World's largest atom smasher breaks power record
GENEVA - The world's largest atom smasher broke the world record for proton acceleration Monday, firing particle beams with 20 percent more power than the American lab that previously held the record.
The power of the Large Hadron Collider's proton beams is essential to the project's ultimate goal: smashing particles into each other with enough force to shatter them into the smallest building blocks of matter.
The early-morning test continues a recent sequence of successes that have elated scientists who were disappointed by the $10 billion machine's collapse last year during its opening in a 17-mile (27-kilometer) tunnel under the Swiss-French border.
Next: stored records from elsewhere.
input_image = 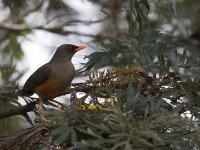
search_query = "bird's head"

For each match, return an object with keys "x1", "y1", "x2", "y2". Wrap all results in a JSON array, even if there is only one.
[{"x1": 50, "y1": 44, "x2": 86, "y2": 62}]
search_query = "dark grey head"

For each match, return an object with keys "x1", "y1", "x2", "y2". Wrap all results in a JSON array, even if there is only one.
[{"x1": 50, "y1": 44, "x2": 86, "y2": 62}]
The breakdown required extensive repairs and improvements.
The collider fired two particle beams at 1.18 trillion electron volts early Monday, surpassing the previous high of 0.98 1 TeV held by the Chicago-area Fermilab since 2001, according to the European Organization for Nuclear Research.
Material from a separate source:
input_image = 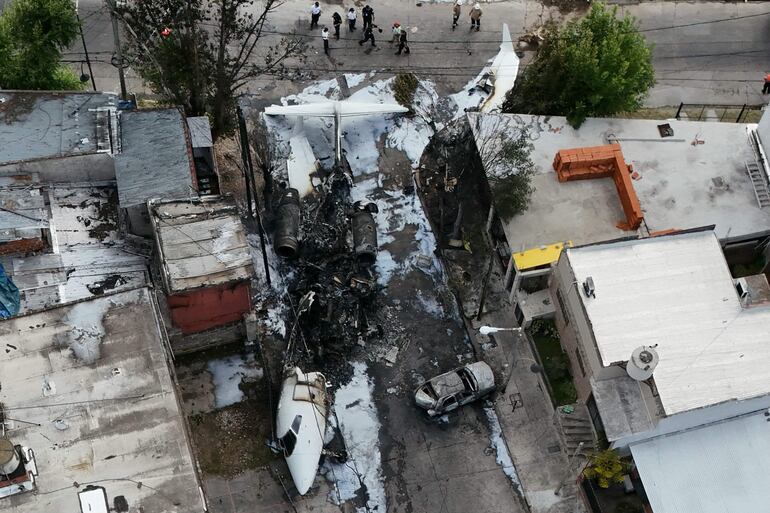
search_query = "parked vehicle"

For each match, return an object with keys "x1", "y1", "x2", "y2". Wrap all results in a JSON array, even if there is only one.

Physicists measure the energy of the hair's-width beams, not their speed, because the protons are already traveling close to the speed of light and cannot go much faster.
One proton at 1 TeV is about the energy of the motion of a flying mosquito. When a beam is fully packed with 300,000 billion protons with 7 TeV energy — the goal of the LHC — it is like an aircraft carrier traveling at 20 knots. That is why the scientists are carefully learning how to run it and make sure all protection systems are working, said James Gillies, spokesman for the European Organization for Nuclear Research.